Factors that cause housing vacancy may be, at the macroscopic level, population decline and neglected real estate found in shrinking cities due to low birth rates and an aging population [13,14], deindustrialization [14,15,16], urban sprawl or suburbanization [13,17,18], and natural disasters [14,19]. At the microscopic level, housing vacancy is related to housing market conditions of the region, socioeconomic status, and physical environment characteristics. For example, studies that empirically analyzed the factors of housing vacancy claimed that vacant housing increases in areas where there is population decline or where there is a high ratio of elderly residents or low-income families. Those studies also found that it is likely to occur in areas where dilapidated dwellings, arson, and other crimes are concentrated.
Previous studies on housing vacancy mostly focused on variables representing regional characteristics such as population, unemployment rates, ratio of low-income groups, and frequency of crimes, while overlooking the characteristics of individual houses. Indeed, most case studies use data collected at the level of administrative districts, as it is difficult to obtain data presenting the physical conditions of individual houses and neighborhood built environments.
Recently, in a study on factors causing housing vacancy in Daegu, South Korea, Park and Oh [20] created an individual-level building database. This data not only shows the actual location of vacant housing but also includes variables representing individual building characteristics such as floor area, number of floors, building age, structure, and housing type. Furthermore, it also includes socioeconomic variables at the neighborhood level such as population change, population by age, change in number of establishments, and ratio of low-income groups in analyzing the factors causing housing vacancy. Their study is significant as it considered building-level variables that had been overlooked by other studies on housing vacancy, but its limitation is that the characteristics of the hierarchical data structure are not reflected in terms of research method. Furthermore, the building-level variables considered in their study are strictly limited, and thus it is necessary to consider more diverse individual building-level characteristics such as land price, lot shape, slope, and street interface as potential factors affecting housing vacancy.
This study aims to identify the spatial clustering pattern of vacant houses by examining single-family houses in Daegu, South Korea, and analyze the factors affecting housing vacancy.

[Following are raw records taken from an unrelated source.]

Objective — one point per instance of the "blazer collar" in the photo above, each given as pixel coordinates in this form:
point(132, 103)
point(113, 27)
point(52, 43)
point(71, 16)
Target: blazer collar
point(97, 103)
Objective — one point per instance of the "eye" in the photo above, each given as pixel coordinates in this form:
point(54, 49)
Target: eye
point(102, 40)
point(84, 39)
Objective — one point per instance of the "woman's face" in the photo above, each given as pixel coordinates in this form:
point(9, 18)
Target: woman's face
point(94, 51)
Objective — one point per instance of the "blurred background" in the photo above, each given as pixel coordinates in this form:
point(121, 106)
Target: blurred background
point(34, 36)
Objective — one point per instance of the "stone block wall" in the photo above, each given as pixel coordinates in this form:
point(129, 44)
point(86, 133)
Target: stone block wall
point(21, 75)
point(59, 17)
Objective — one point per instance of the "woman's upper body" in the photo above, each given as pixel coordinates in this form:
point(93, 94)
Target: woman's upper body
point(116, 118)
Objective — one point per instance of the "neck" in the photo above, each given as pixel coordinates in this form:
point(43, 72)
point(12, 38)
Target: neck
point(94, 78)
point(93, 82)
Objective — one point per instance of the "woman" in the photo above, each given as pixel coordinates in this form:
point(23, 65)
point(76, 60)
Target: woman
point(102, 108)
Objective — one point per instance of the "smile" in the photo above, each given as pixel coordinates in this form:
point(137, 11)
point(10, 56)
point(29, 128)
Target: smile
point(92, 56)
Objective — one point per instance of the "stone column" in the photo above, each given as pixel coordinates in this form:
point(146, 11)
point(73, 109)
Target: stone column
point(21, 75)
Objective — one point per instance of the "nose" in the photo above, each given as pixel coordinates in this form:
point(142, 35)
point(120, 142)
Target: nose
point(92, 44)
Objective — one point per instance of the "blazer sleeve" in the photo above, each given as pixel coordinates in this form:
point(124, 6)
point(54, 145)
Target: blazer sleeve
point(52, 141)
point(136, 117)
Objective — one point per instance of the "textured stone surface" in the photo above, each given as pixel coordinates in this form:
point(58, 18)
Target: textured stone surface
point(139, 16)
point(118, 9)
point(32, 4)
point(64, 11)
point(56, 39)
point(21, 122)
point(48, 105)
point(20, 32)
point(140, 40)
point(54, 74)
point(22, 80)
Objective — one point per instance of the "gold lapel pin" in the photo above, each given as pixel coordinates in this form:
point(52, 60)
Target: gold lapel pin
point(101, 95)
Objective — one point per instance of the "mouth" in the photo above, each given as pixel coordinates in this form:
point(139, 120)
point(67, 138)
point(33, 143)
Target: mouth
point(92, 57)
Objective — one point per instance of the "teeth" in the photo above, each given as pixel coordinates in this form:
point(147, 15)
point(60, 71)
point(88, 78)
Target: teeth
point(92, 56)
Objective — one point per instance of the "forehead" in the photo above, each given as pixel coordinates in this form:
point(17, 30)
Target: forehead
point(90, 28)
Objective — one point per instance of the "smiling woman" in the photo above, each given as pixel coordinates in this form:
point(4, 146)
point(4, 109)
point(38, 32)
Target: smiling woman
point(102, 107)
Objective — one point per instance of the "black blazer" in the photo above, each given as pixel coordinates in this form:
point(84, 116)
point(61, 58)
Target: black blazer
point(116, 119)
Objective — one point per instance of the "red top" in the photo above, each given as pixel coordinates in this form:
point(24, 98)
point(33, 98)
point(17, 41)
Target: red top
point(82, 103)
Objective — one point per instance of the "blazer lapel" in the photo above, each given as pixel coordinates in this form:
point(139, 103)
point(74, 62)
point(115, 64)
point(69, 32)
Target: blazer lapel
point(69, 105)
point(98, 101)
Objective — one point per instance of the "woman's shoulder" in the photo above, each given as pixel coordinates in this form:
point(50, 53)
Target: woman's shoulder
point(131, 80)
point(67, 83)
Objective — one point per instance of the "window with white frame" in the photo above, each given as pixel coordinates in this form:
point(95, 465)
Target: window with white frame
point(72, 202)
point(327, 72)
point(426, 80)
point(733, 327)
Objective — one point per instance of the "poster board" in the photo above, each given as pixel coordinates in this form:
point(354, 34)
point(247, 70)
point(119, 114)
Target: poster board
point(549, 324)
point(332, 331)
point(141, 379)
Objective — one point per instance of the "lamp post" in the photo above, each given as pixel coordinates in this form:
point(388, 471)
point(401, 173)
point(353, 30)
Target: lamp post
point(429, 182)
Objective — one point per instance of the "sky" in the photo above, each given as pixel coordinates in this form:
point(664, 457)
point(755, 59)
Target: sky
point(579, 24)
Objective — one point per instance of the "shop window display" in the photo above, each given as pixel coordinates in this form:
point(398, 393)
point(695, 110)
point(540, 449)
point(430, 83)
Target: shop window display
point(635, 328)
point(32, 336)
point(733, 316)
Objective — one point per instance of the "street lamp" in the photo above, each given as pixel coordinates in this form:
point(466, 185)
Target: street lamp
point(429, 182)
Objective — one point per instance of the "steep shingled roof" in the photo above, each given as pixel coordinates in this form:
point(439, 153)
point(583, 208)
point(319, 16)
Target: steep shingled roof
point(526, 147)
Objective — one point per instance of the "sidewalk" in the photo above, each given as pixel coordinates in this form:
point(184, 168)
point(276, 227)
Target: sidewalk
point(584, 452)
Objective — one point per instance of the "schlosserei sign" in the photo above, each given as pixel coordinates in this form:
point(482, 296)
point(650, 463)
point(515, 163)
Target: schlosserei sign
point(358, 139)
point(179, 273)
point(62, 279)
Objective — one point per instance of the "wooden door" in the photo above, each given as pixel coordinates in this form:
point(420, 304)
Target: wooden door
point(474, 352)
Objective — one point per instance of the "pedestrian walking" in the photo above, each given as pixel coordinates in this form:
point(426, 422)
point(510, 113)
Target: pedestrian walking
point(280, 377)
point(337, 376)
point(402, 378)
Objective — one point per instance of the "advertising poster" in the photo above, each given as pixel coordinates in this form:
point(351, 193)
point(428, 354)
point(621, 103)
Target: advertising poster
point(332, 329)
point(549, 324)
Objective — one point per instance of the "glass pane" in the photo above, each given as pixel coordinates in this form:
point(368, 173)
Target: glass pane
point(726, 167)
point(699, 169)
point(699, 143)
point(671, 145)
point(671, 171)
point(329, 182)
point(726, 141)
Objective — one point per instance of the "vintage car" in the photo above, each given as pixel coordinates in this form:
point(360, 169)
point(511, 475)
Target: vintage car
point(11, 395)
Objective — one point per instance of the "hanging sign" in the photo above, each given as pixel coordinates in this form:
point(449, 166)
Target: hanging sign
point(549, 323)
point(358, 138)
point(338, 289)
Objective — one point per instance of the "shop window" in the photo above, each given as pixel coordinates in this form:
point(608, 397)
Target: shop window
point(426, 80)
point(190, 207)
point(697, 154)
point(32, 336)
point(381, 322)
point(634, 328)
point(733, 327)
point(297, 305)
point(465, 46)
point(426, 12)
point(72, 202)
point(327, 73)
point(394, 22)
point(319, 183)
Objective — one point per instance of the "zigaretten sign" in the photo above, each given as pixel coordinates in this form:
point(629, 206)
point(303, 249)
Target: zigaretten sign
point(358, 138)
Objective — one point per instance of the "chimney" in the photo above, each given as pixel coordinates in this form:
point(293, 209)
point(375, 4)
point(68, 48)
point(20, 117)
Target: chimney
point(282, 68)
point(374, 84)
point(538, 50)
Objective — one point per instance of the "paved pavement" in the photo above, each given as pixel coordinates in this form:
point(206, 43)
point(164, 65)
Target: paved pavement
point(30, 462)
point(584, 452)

This study used Daegu Metropolitan City’s Vacant Building Database, which was also used by Park and Oh [20]. The data provide accurate locations of vacant houses, making it possible to determine the clustering pattern of vacant houses in a more detailed and elaborate spatial unit. A multilevel model was used to analyze the factors causing housing vacancy, which is suitable for dealing with variables with a nested or hierarchical structure divided at the house and neighborhood level.

2. Causes of Housing Vacancy

The occurrence of housing vacancy can be regarded as a phenomenon of a shrinking city at the macroscopic level. Studies on urban shrinkage claimed that low birth rates and an aging population [13,14], deindustrialization [14,15,16], sprawl or suburbanization [13,17,18], and natural disasters [14,19] cause urban shrinkage, which leads to a long-term decrease of the local population and neglected real estate represented by vacant housing and idle land [13,17,21].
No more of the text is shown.